ST. PETERSBURG Rude service, vague signs hanging in shop windows that say "back in 15 minutes," surly counter workers who would rather talk among themselves than make money, lousy advertising no one can accuse Russian business of not having a rough-hewn style of its own.

This style is precisely what 21 foreign students have been studying during a two-month course at the St. Petersburg Summer School of Marketing and Management under the aegis of the Tempus Tacis exchange program. The course ended Wednesday.

But teachers say that despite the lackadaisical atmosphere projected by most Russian businesses, they are tough competitors and are beating foreign stores in the local market a fact that surprises most participants in the seminar.

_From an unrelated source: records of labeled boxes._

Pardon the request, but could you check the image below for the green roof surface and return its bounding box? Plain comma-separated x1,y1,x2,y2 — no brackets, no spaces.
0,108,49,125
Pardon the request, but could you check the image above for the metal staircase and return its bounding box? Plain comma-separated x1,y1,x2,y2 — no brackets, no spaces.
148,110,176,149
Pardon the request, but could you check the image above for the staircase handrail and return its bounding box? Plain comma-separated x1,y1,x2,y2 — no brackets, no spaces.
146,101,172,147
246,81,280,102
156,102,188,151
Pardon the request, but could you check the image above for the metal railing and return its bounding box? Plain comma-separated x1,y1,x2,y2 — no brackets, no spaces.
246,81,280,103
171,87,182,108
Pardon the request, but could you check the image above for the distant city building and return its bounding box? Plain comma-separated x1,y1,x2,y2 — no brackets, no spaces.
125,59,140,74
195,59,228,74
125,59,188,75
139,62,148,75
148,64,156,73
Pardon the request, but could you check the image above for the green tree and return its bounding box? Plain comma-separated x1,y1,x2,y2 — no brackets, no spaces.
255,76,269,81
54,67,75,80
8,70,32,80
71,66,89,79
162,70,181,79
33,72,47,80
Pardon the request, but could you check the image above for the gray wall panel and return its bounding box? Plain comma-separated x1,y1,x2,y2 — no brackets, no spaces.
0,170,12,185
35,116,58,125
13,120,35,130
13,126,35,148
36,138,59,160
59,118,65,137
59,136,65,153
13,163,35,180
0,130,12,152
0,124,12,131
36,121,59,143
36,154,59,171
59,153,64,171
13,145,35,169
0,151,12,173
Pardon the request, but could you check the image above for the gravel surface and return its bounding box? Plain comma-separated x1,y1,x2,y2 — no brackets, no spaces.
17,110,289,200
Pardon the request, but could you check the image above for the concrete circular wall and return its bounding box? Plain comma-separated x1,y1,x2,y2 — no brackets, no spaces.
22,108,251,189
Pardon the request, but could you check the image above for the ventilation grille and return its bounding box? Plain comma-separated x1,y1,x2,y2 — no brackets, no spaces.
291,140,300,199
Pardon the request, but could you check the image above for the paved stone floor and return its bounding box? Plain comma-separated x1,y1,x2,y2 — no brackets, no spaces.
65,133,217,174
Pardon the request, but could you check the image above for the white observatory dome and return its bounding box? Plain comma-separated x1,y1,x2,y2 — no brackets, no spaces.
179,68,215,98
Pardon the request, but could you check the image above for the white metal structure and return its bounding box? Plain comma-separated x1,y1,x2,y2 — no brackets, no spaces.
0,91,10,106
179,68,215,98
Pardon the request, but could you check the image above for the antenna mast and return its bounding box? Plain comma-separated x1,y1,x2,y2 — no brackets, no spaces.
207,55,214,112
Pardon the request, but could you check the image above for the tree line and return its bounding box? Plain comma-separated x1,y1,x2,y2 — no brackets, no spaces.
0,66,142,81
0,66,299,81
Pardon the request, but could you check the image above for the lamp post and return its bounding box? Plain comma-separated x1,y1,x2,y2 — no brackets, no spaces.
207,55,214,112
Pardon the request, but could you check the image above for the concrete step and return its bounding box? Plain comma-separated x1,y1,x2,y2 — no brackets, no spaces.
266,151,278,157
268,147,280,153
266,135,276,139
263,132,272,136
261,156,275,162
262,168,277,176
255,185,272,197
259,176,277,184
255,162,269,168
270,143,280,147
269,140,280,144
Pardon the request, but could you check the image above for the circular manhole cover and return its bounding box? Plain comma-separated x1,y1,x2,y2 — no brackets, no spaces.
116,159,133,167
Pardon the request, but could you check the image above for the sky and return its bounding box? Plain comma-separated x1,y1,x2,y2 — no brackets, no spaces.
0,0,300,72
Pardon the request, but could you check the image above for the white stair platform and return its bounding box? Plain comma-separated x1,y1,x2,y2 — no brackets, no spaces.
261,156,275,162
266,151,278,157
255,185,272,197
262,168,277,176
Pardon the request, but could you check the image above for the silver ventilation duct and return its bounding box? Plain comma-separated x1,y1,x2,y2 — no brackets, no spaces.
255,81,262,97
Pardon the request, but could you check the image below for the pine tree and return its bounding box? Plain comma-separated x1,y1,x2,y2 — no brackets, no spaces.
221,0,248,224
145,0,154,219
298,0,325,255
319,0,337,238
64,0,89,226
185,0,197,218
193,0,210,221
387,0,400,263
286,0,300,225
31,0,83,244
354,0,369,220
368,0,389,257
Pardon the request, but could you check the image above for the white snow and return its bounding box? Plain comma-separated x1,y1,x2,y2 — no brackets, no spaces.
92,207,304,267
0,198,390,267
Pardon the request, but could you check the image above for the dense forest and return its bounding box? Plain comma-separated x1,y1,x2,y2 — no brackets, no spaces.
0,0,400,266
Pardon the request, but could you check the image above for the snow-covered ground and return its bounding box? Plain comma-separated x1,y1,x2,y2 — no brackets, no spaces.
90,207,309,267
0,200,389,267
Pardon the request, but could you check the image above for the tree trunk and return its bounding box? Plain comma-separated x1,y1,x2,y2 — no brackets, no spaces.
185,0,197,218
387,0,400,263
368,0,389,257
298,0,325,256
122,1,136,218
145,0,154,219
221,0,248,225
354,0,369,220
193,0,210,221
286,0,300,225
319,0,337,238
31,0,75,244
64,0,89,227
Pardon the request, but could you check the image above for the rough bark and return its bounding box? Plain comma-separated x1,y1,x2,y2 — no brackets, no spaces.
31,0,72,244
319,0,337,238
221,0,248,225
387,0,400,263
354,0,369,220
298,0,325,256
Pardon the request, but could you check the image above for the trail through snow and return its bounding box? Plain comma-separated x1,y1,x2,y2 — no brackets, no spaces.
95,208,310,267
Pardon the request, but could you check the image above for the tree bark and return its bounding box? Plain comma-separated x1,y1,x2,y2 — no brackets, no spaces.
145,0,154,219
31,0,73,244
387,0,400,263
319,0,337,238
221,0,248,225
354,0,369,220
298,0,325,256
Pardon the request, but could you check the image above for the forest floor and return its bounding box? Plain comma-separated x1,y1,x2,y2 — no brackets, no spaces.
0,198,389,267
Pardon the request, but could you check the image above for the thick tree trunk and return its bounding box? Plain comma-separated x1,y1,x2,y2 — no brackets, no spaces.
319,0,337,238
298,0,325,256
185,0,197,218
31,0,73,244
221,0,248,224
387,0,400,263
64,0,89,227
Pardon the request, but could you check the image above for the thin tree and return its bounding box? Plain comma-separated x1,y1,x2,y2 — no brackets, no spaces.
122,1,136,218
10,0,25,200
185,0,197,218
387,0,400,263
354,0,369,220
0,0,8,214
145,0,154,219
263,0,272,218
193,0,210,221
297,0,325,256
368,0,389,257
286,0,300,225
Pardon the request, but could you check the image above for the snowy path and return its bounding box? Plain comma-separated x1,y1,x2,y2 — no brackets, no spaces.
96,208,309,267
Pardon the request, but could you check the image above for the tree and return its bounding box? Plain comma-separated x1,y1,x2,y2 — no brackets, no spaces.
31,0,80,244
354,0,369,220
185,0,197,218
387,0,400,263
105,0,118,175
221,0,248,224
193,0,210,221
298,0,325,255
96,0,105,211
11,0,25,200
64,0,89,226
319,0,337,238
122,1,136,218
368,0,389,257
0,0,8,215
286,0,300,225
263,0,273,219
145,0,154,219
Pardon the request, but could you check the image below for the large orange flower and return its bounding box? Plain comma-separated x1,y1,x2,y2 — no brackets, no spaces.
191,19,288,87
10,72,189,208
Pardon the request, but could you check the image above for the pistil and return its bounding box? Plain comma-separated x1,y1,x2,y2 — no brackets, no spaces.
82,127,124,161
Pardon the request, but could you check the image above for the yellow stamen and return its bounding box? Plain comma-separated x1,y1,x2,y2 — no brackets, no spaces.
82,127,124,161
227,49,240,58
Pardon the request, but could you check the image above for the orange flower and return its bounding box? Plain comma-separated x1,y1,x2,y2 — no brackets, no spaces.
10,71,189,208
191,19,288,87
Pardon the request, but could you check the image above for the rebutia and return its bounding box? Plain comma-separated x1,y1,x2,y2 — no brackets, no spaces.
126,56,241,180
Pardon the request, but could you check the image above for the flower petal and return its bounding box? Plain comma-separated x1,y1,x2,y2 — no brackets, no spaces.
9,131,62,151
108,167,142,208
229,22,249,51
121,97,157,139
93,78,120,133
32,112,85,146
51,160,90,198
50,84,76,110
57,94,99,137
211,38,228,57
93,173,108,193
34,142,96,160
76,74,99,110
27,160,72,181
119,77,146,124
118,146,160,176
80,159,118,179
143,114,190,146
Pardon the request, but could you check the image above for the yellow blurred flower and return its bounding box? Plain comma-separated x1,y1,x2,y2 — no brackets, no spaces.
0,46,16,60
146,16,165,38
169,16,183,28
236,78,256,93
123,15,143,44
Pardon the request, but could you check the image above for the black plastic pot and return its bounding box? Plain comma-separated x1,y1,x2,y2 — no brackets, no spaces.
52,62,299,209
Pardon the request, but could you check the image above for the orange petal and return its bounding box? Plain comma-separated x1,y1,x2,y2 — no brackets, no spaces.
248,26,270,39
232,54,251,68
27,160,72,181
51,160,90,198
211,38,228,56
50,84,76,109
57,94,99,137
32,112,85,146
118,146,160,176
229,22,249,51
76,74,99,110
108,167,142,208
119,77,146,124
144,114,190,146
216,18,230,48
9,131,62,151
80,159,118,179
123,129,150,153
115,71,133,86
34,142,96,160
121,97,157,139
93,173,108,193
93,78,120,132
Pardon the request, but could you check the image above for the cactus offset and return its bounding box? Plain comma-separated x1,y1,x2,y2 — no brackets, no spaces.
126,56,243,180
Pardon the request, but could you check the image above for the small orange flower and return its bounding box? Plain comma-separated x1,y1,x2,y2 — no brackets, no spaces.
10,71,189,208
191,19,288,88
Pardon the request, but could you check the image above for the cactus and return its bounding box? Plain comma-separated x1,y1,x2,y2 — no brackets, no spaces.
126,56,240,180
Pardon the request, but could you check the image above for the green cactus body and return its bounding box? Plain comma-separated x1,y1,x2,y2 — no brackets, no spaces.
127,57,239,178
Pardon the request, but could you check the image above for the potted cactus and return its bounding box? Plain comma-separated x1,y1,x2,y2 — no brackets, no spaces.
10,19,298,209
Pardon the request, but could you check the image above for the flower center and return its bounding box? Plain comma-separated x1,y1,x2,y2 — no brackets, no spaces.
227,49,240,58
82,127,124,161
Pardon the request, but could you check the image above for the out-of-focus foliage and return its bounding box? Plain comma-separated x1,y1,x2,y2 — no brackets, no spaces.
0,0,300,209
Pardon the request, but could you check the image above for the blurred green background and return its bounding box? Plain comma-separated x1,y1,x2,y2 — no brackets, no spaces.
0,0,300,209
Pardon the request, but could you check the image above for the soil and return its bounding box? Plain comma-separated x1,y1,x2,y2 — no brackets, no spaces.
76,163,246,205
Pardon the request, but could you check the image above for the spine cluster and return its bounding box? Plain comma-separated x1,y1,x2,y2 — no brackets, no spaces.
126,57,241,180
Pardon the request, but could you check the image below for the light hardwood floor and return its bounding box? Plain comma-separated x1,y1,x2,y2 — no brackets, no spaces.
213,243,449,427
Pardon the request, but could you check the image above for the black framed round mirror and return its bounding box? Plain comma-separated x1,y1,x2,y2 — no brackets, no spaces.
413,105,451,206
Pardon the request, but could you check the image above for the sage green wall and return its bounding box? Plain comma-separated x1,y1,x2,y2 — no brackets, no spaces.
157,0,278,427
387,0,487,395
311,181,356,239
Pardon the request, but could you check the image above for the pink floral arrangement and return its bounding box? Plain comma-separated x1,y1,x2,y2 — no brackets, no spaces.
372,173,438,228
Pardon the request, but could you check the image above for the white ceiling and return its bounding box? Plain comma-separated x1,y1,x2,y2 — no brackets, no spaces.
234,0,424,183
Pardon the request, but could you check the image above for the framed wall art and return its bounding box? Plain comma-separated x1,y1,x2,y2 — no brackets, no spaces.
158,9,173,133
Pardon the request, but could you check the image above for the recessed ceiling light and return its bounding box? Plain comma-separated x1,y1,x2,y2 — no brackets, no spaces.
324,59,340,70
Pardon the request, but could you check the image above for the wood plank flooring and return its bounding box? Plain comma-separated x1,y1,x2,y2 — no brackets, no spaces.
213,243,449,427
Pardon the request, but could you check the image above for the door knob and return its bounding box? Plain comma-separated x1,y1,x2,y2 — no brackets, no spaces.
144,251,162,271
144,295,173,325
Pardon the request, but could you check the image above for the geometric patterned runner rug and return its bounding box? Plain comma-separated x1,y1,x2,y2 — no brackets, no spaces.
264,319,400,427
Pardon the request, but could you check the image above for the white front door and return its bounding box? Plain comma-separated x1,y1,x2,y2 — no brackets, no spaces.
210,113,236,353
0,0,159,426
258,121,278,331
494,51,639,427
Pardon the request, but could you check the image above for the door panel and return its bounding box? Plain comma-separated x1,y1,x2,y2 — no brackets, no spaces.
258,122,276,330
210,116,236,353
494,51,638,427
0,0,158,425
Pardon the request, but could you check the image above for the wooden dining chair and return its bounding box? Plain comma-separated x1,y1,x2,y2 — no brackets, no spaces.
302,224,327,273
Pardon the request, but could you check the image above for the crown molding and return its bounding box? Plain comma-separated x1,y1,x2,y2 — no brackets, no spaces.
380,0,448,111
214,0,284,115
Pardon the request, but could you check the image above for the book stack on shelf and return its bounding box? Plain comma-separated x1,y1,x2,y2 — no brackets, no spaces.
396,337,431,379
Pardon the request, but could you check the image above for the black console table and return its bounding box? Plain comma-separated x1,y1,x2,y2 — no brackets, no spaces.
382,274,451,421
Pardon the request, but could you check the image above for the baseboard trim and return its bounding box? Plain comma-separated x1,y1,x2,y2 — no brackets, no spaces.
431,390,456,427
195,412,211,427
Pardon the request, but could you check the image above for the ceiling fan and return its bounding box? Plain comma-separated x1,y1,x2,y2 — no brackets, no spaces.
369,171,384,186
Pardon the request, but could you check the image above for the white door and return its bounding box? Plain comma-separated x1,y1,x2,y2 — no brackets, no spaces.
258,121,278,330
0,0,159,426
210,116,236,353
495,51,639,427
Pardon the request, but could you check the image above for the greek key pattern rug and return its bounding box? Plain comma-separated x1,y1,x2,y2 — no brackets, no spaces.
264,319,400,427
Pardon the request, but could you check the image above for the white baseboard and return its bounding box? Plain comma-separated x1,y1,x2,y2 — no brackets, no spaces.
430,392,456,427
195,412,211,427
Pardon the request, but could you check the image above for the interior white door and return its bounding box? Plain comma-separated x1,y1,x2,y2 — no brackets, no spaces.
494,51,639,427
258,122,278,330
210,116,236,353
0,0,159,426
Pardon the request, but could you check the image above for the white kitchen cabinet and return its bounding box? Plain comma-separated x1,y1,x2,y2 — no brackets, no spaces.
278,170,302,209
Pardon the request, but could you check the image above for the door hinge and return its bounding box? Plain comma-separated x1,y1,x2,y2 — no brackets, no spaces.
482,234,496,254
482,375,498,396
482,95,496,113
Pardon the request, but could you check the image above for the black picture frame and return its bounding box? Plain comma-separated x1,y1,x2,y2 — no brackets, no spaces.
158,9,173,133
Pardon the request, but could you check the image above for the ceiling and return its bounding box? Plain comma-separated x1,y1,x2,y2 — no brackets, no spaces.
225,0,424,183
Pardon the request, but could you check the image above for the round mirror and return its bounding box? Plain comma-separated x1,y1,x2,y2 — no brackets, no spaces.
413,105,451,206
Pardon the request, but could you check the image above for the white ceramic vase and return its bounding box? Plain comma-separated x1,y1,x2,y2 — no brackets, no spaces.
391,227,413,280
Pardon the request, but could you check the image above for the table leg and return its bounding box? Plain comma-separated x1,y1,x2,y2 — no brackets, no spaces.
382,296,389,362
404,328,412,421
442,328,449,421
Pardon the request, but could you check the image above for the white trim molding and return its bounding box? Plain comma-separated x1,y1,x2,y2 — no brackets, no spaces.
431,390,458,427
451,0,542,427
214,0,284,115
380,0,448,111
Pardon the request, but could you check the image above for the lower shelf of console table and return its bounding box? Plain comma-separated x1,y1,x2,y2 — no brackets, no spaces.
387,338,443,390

The seminar teaches foreign students the basics of Russian history, civilization, language and the often rough-and-tumble process of local business management.

"The main thing we wanted to show in the history of Russia is the number and specifics of political systems, from medieval times to the last few years," said school spokeswoman Natalya Pastukhova.

At the start of the program, students were asked to write an essay answering the question,"What do you think of Russia and Russians?" marketing teacher Natalya Tiraspolskaya said.

Many students from Finland who make up 80 percent of the participants wrote that they would not want to run their own business with Russians, who they consider "lazy and incompatible partners."

"When a Russian businessman faces a problem, he prefers to wait for the problem to fix itself," said Torsten Hekkelstrand from Finland. "I think its a specific part of the national character. However, if the Russian government reduced taxes, Id like to start my business here."

Tiraspolskaya said business schools in the West "give a clear understanding of economics, management and psychology, laying out which steps a businessman should take in a European setting." But Westerners leave these rules behind when they enter the Russian market, she said.

"When foreigners arrive, they have wild ideas about the wild Russia, and they think there is no rival market here, that everything is easy and they can forget all they were taught," Tiraspolskaya said.

One aspect of her marketing seminar was to look into what competitive edge Western stores have over their local counterparts. Students compared high-profile Western stores, such as Stockmann, Kontinent and Super Siwa, to a Russian retail outlet of their choice. The results were surprising.

"Students were confused," Tiraspolskaya said. "In spite of the bad service and lack of advertising and attention to style, Russian shops are alive and quietly doing business."

James Brown, a student from England, said the program helped him make some sense of the Russian way of doing business.

"We found the existence of a market system here, and the specifics of its regulation. For instance, the Russian finance system it differs significantly from the European. Some things still go over our head."

One of those things is the poor quality of advertising. "For instance, why is it that a shop, which advertises that it has no break during the day, can put up a sign saying gone for lunch and disappear?" Brown said. Under these circumstances, he said, "we hardly understand how advertising works" in Russia.

Tiraspolskayas answer was fatalistic: "Every Russian knows that advertising is a pack of lies, so its difficult to explain to a Russian or to a foreigner how to make an advertisement that will actually attract a customer.

"Thats why we are trying to bring some basics of the Russian mentality into foreign minds, teaching them Russian history and civilization," she said.

The idea for the program was conceived three years ago by the Northwest Polytechnical Institute of St. Petersburg and the Finnish Education Ministry. This summers session was the second and the number of participants nearly tripled. The seminars first graduating class consisted of eight students.